To simplify the rollover validation process, the Internal Revenue Service (IRS) has issued a new Revenue Ruling 2014-9 that provides guidance on the process for a trustee-to-trustee tax-free rollover between tax-qualified employer retirement plans. When new employees are hired, they will often roll over their retirement plan funds to a plan sponsored by their new employer. For the employee, the rollover is helpful because it allows the employee to continue the tax deferral of his or her retirement funds. For the new employer, the rollover can be a recruiting tool, while also increasing the size of plan assets. However, the new employer, usually acting as the legal plan administrator, must “reasonably conclude” that the rollover contribution is valid.

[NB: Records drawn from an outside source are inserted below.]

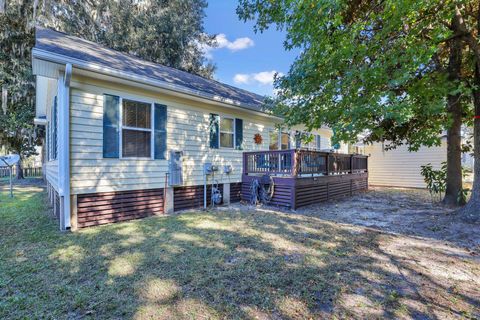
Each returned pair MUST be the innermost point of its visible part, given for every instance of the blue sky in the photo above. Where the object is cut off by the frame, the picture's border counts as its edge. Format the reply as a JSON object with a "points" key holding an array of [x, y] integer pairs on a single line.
{"points": [[245, 59]]}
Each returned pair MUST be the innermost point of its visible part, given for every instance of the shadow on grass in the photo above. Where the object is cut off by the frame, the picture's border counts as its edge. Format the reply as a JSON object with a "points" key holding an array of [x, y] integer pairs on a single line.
{"points": [[223, 264]]}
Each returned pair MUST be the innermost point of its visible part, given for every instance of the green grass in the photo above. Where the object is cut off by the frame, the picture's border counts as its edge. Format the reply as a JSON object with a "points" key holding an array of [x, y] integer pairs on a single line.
{"points": [[225, 264]]}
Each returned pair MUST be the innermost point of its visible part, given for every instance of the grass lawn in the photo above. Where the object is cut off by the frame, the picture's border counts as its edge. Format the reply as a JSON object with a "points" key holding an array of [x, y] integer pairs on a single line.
{"points": [[231, 263]]}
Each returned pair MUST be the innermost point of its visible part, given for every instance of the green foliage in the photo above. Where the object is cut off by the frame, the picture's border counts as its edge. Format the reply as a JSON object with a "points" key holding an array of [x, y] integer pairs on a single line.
{"points": [[368, 66], [435, 180]]}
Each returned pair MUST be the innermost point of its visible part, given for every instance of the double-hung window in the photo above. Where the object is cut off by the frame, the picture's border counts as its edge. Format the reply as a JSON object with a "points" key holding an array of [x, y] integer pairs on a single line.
{"points": [[279, 140], [136, 129], [227, 132]]}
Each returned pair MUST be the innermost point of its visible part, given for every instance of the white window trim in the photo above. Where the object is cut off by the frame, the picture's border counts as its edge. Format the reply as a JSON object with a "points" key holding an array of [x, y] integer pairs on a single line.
{"points": [[220, 132], [151, 130], [280, 133]]}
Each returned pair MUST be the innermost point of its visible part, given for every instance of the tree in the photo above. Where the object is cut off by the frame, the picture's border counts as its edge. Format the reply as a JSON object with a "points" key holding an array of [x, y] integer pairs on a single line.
{"points": [[402, 71], [16, 79]]}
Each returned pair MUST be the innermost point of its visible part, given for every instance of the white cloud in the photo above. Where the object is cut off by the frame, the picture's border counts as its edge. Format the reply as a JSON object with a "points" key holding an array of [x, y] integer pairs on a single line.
{"points": [[262, 78]]}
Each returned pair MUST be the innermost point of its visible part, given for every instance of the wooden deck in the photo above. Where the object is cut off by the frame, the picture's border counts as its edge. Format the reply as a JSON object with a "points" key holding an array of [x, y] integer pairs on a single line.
{"points": [[304, 177]]}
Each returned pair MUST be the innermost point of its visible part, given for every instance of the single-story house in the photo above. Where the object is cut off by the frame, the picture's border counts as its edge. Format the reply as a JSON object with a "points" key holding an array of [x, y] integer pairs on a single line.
{"points": [[126, 138], [400, 167]]}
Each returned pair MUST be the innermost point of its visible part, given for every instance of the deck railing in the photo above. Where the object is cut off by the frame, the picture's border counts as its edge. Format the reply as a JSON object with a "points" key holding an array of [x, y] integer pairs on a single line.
{"points": [[302, 162]]}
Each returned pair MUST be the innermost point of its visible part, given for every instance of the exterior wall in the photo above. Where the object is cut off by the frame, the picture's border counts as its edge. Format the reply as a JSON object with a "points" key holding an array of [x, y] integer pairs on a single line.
{"points": [[51, 166], [401, 168]]}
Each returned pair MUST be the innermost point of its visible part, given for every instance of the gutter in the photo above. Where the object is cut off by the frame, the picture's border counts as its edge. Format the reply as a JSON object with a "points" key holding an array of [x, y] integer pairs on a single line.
{"points": [[81, 64]]}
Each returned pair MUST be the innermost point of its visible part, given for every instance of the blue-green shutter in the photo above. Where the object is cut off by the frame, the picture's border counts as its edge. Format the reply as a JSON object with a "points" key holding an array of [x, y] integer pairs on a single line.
{"points": [[160, 137], [111, 118], [214, 129], [238, 134]]}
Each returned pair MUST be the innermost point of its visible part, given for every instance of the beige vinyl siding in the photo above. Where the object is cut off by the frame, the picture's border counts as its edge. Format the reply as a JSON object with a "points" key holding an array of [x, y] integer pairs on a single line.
{"points": [[187, 130], [401, 168]]}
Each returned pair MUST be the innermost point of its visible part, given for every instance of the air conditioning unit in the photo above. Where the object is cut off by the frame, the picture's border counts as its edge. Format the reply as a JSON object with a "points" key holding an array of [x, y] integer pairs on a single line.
{"points": [[175, 168]]}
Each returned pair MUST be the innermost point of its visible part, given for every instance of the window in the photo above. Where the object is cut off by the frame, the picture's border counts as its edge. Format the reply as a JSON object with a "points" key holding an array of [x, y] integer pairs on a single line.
{"points": [[227, 136], [136, 129], [273, 140], [52, 145]]}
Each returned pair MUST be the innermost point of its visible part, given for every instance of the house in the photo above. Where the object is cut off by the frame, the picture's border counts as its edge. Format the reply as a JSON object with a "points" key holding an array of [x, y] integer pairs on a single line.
{"points": [[126, 138]]}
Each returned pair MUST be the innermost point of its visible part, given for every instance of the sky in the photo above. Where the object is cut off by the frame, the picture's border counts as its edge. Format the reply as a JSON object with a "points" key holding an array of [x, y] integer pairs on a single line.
{"points": [[245, 59]]}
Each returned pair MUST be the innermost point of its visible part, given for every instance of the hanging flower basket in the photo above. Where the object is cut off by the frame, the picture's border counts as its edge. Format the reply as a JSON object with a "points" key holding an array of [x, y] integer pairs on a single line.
{"points": [[257, 138]]}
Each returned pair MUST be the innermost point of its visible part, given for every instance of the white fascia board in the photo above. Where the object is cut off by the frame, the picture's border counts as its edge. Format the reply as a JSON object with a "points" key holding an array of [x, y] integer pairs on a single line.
{"points": [[188, 93]]}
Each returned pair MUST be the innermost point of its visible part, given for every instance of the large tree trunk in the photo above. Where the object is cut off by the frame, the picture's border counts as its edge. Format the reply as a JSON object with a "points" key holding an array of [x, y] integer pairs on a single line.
{"points": [[454, 138]]}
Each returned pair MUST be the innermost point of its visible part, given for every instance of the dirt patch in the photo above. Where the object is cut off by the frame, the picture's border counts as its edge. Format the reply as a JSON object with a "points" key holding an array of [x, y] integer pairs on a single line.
{"points": [[408, 212]]}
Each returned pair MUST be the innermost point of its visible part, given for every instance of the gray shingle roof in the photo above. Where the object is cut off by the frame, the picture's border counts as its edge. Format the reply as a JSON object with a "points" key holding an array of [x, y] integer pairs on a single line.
{"points": [[90, 52]]}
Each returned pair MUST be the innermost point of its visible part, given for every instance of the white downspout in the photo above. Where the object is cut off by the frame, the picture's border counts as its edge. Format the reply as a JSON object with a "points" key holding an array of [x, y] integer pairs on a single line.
{"points": [[64, 146]]}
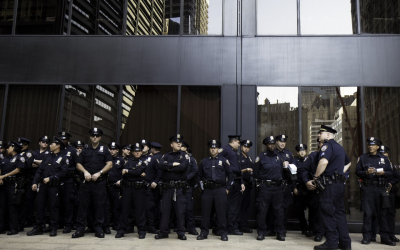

The new guidance provides a process by which plan administrators can access the Department of Labor’s EFAST2 online database to search for the transferor plan’s recent Form 5500, Annual Return/Report of Employee Benefit Plan, or Form 5500-SF, Short Form Annual Return/Report of Small Employee Benefit Plan. In completing the Form 5500, plan administrators must enter codes on Line 8a of Form 5500 or on Line 9a of Form 5500-SF that identify the tax-qualified status of their plans. If a plan is not intended to be qualified under Internal Revenue Code Sections 401, 403, or 408, the plan administrator would use code 3C. If the Form 5500 reflects code 3C, the new plan administrator should not accept the rollover.

The new guidance also addresses a transfer from an individual retirement account (IRA) to the new employer plan. In that situation, where the check stub indicates the source as the “IRA of Employee A” (or there is similar information on a check or wire transfer), the employee certifies that the distribution does not include after-tax amounts, and the employee certifies that she has not attained age 70½ (regarding required minimum distributions), then the new employer plan may generally accept the rollover.

The revenue ruling does not replace prior guidance in Treasury Regulation Section 1.401(a)(31)-1, Q&A-14, which provides examples in which a receiving plan may reasonably conclude that a transferor plan is a qualified plan and that a potential rollover contribution is a valid rollover contribution. The regulation notes that the transferor plan is not required to have a determination letter in order for the plan administrator for the receiving plan to reasonably conclude that a potential rollover contribution is a valid rollover contribution. However, the plan administrator must still reasonably conclude that the rollover is valid.

Under the process provided in the regulations, some plan administrators will require a representation letter from the transferor plan regarding its tax qualification or even require a copy of the IRS determination, opinion, or advisory letter to effect a rollover. While that is permissible, the new Revenue Ruling provides an easier method to establish a reasonable basis for accepting the rollover. The plan administrator can check the Form 5500 rather than waiting on a representation letter or determination letter.